Forse anche superficiale. Perché se il sistema può funzionare bene, trasformandosi in un reale nuovo strumento, grazie al suo meccanismo di base del tutto nuovo, di contro rischia di crollare sul fronte contenuti. Sono proprio questi il più macroscopico problema che ha il nuovo social network. Per ora scorrono sulla schermata di Plague solo immagini copiate da Facebook, citazioni motivazionali, foto di cibo o di città e tramonti.

Senza identità

Plague snNon ha ancora trovato un suo modo d’essere, una sua identità. E tante sono le perplessità legate a questa mancanza d’anima: gli utenti restano estranei, non è possibile avviare una discussione, se non all’interno dei messaggi pubblicati, motivo per cui sono stati costretti ad implementare anche la condivisione sugli altri social network. I commenti alle discussioni poi non durano, proprio come i “virus” creati e diffusi dagli utenti. Non è possibile dare priorità alle persone che condividono cose interessanti, non si possono vedere i post di un utente se si clicca sul suo profilo, niente resta abbastanza a lungo da rimanere.

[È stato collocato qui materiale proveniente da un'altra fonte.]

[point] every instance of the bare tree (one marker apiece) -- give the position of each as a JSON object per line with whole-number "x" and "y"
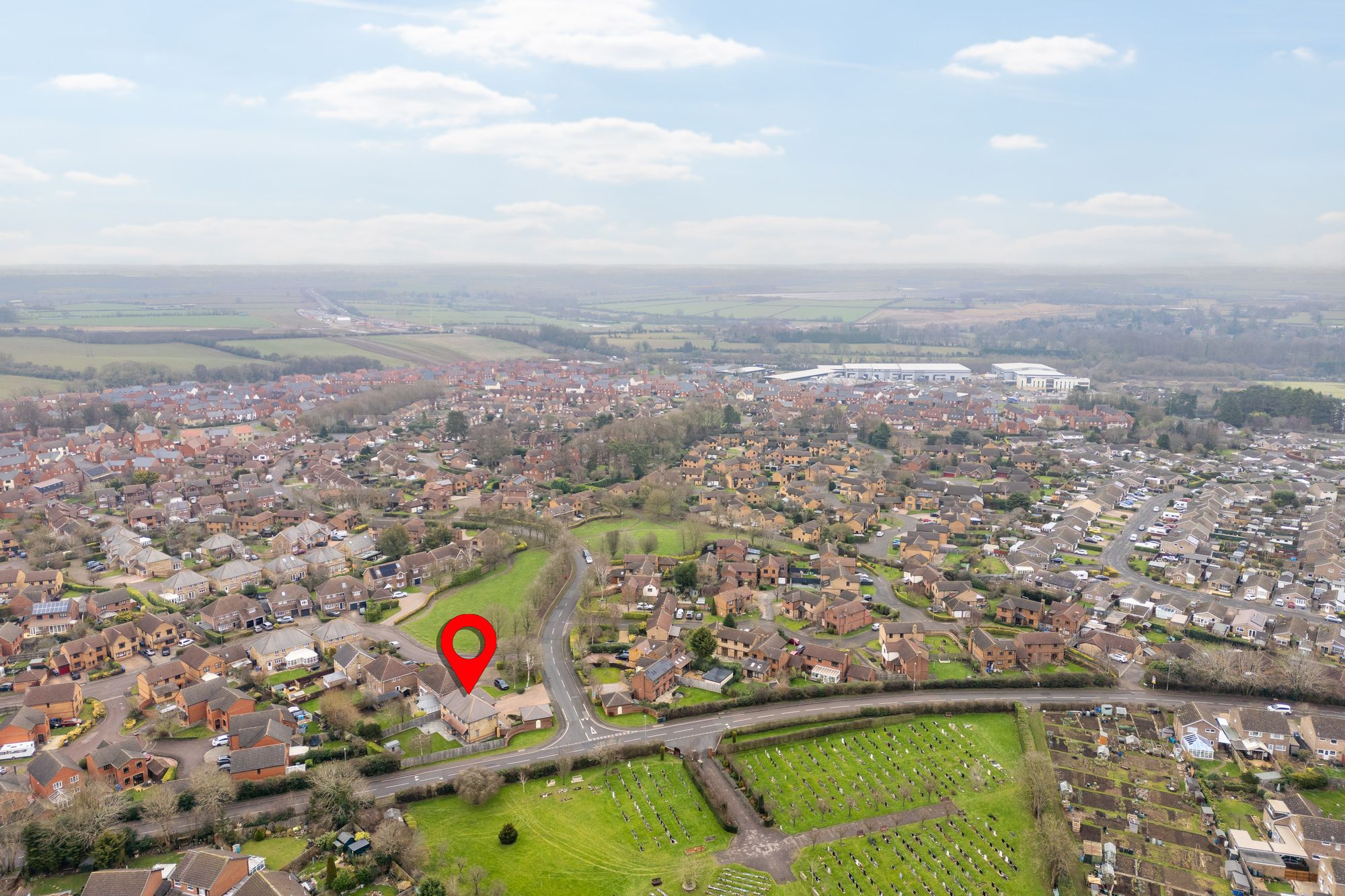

E il rischio di ritrovarsi davanti una lunga sfilza di contenuti banali, o persino gli stessi, è molto alto, soprattutto perché non è possibile rintracciare o seguire le persone che hanno fatto colpo. Ma c’è anche un altro pericolo in agguato.

Diffusione di materiali illegali

Un sistema virale come questo, che condivide informazioni quasi slegate dall’utente che le promuove per primo, potrebbe promuovere inavvertitamente, o non, contenuti inappropriati e pornografia. Passerebbero tranquillamente sottobanco, sempre se qualcuno li condivide. L’ideatore, Zudin, era preoccupato proprio che potesse essere utilizzato per questo genere di diffusioni in forma anonima, ma la comunità l’ha smentito, gestendosi tranquillamente da sé come un’“auto-polizia”, pronta alla censura, se necessario. A questo livello ancora embrionale una supervisione sembra non servire e il controllo della diffusione attraverso gli occhi dei membri non è una missione impossibile. Poi chi lo sa.

Plague sì, Plague no

Il successo è stato immediato. Il diritto di poter decidere cosa abbattere e cosa condividere, il potere di far decadere un contenuto che non piace, ha attirato e incuriosito tantissimi utenti sempre alla ricerca di una nuova possibilità di interazione. In due mesi sono stati oltre 150 mila i download e sono 38 mila gli utenti attivi ogni giorno. Certo, per ora in confronto ai giganteschi mostri di social network in circolazione non è ancora nulla, ma cresce costantemente. Il tempo dirà se Plague riuscirà davvero a diffondersi come un virus.